3. This is similar to both 1 and 2. Now we're using the fact that near $\theta = 0$, $p(\theta) \sim \epsilon + 1$. By continuity of $\cos\theta$ at $\theta = 0$, there exists $\eta>0$ such that if $|\theta| < \eta$, then $|1 - \cos\theta| < \frac{\epsilon}{2}$. This inequality implies $\cos\theta > 1 - \frac{\epsilon}{2}$. Therefore $$ p(\theta) = \epsilon + \cos\theta > 1 + \frac{\epsilon}{2}. $$ Again, once the existence of such $\eta>0$ is established, then we are free to take it to be as small as we want; in particular we may specify that $\eta<\delta$.

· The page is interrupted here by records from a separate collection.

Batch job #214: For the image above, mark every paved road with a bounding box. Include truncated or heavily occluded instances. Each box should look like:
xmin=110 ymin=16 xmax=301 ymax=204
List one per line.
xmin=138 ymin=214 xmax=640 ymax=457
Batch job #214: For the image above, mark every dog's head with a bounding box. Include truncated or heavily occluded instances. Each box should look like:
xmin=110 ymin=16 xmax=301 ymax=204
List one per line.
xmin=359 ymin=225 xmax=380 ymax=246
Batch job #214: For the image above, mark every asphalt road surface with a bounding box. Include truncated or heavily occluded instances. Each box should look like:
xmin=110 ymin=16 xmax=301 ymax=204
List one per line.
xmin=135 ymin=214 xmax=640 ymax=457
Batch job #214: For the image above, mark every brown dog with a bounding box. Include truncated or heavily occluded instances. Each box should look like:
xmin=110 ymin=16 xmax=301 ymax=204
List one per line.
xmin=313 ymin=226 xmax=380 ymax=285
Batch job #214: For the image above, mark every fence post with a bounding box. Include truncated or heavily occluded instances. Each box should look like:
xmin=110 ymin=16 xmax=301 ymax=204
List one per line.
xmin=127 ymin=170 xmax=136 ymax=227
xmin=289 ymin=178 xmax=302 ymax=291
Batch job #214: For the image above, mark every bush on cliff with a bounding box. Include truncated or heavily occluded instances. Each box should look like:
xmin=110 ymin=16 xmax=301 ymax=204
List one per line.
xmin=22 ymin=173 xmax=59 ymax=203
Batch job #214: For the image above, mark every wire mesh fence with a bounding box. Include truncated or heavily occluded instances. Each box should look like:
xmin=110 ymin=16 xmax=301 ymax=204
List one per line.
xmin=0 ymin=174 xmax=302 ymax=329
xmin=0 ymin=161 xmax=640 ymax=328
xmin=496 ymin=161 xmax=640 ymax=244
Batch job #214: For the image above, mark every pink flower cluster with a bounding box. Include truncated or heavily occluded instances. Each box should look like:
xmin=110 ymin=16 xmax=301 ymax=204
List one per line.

   4. For example, look at $p_1(\theta) = p(\theta) = \epsilon + \cos\theta$. Then $$ \int_{-\pi}^\pi f(\theta)p_1(\theta) d\theta = \epsilon\int_{-\pi}^\pi f(\theta) d\theta + \int_{-\pi}^\pi f(\theta)\cos(\theta) d\theta . $$ Note that the first integral on the RHS is just $\epsilon\hat{f}(0)$, so this is $0$. The second integral is just the first Fourier cosine coefficient: in fact, $$ \int_{-\pi}^\pi f(\theta)\cos\theta d\theta = \int_{-\pi}^\pi \text{Re}(f(\theta)e^{i\theta} )d\theta = \text{Re}\left(\int_{-\pi}^\pi f(\theta)e^{i\theta} d\theta\right) = \text{Re}\hat{f}(1) = 0. $$ (I may be off by a constant prefactor of $\frac{1}{2\pi}$, but this is unimportant.) Here I'm using the assumption that $f$ is real-valued to take $f(\theta)$ under the real part. For higher powers of $p(\theta)$, you'll see the other Fourier coefficients come up just like this, because $p(\theta)^k$ is a trigonometric polynomial (i.e. linear combinations of $\sin(k\theta)$ and $\cos(k\theta)$ for all $k$. So all of these integrals vanish.